North Korea’s super-sized hotel is set to open — 23 years behind schedule
By Chico Harlan
February 9, 6:30 AM
Washington Post
"SEOUL — North Korea’s Ryugyong Hotel ranks among the world’s most remarkable — and mockable — buildings. It’s taller than New York’s Chrysler Building and wider at its base than an average city block. Constructed almost entirely of concrete, it looks like a rocket ship, casting a jagged shadow over Pyongyang’s gray vistas.
(Ian Timberlake/AFP/Getty Images) - Sometime this spring, according to the Yonhap news agency in Seoul, the Ryugyong Hotel will partially open — 23 years behind schedule.

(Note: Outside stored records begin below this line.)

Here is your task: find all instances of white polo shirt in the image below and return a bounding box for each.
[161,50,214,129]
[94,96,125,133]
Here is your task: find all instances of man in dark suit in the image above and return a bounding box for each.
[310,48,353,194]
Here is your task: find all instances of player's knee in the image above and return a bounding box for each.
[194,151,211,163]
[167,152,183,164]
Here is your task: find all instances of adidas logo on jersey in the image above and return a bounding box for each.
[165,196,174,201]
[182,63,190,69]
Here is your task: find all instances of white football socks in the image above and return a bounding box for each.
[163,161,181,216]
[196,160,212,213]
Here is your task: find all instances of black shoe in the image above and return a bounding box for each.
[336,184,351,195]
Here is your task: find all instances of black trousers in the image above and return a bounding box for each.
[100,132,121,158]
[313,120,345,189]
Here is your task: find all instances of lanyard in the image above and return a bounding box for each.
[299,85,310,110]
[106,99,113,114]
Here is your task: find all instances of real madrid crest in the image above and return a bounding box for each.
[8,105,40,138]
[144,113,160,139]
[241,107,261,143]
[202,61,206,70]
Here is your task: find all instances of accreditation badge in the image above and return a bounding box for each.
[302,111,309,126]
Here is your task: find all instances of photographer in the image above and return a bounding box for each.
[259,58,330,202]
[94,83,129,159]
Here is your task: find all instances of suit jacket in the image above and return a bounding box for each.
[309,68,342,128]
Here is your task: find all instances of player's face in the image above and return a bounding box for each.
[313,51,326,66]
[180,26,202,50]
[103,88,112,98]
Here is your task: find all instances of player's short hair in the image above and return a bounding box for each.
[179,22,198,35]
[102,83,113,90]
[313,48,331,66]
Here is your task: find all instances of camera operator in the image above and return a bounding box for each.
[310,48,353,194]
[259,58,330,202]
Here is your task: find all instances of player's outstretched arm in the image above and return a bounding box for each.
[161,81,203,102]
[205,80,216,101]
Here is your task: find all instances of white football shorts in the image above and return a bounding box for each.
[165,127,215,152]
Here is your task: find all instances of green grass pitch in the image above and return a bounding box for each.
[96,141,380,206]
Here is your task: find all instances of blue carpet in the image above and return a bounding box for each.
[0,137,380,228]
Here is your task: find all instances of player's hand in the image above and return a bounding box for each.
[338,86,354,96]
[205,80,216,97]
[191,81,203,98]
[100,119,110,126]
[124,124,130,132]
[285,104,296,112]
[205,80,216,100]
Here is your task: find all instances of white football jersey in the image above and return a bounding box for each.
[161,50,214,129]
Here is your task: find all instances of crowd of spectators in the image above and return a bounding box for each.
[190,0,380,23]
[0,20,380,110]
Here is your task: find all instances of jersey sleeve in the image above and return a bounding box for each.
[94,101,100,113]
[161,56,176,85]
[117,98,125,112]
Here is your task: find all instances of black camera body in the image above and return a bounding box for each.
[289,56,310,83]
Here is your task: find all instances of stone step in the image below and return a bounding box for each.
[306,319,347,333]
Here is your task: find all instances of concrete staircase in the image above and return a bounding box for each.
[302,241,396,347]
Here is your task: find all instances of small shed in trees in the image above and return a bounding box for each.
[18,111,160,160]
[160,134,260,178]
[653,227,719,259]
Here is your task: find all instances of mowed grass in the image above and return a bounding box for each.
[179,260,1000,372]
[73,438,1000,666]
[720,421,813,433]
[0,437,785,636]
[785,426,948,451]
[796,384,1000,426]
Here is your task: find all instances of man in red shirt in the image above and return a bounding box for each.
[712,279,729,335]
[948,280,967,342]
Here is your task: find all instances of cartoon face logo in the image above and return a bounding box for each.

But the Ryugyong has also never opened for business, which is why, for years, outsiders have viewed it as an emblem of North Korea’s broader failures. Work began in 1987 on a structure envisaged as a 105-story showcase of prosperity. It ended just four years later, when the money ran out. The building had reached its planned height but was left as a hulking pyramid with glassless windows. For years, a single crane remained perched at the top, a stranded reminder of grand plans gone bust.
“It was the hotel with the iconic crane,” said Simon Cockerell, an executive at Beijing-based Koryo Tours, which leads tourist trips to North Korea. “It dominated the skyline.”